Mr Baker said that Ministers would have an “open mind” if he could demonstrate that the Bill did not have the power to take action that was needed.

Julian welcomed moves through the Bill to make air travel more passenger focused and extend the scope of ATOL to give travellers more protection.

He told Parliament that, for too long transport policy had been based on the “top-down, central control of large systems” rather than passenger-focused and “viewed from the bottom up”.

“We in the Liberal Democrats particularly welcome the Government’s aspiration to put passengers at the heart of airport operations and the sections of the Bill that help to accomplish that,” he said.

He also welcomed moves to extend the scope of ATOL, the organisation which protects consumers’ rights, to give passengers the assurances they deserve.

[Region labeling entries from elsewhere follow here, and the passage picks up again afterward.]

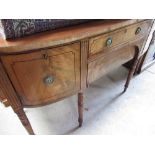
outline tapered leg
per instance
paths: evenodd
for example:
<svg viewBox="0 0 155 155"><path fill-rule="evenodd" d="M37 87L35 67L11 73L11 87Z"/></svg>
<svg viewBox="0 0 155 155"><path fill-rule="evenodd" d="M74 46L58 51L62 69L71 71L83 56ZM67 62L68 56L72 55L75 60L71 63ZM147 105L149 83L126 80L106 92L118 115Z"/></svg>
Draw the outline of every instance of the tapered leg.
<svg viewBox="0 0 155 155"><path fill-rule="evenodd" d="M129 74L128 74L128 77L127 77L123 92L126 92L128 86L130 84L131 78L133 77L133 74L135 72L136 66L138 64L138 54L139 54L139 52L136 52L135 58L134 58L134 61L133 61L133 65L132 65L131 69L129 70Z"/></svg>
<svg viewBox="0 0 155 155"><path fill-rule="evenodd" d="M16 114L17 114L18 118L20 119L21 123L23 124L23 126L25 127L25 129L27 130L27 132L30 135L34 135L33 129L31 127L31 124L30 124L24 110L20 109L20 110L16 111Z"/></svg>
<svg viewBox="0 0 155 155"><path fill-rule="evenodd" d="M78 113L79 113L79 127L82 126L83 123L83 93L78 93Z"/></svg>

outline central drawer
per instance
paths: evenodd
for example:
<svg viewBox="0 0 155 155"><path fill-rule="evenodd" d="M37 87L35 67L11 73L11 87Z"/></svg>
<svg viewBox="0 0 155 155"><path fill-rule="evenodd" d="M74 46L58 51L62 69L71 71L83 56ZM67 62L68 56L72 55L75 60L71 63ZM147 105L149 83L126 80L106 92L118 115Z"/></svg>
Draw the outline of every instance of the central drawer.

“It is clearly absurd that only a small proportion of holidays are covered currently and that many consumers are simply unaware whether they are protected or not,” he added.

And he said: “I hope that in committee we can ensure that the Bill properly delivers the government’s aims and creates a sustainable future for civil aviation in the country based on open data, proper regulation, sustainable transport and passenger-led reforms.”

Later Julian said: “The aviation industry is developing fast and this Bill gives us the opportunity to put in place the necessary legislation to make sure that we can offer passengers the best safeguards while at the same time doing everything we can to protect our environment.

“Air travel is one of the biggest contributors to carbon emissions and if we don’t get this Bill right and make environmental considerations a key part of this legislation we could cause untold damage.”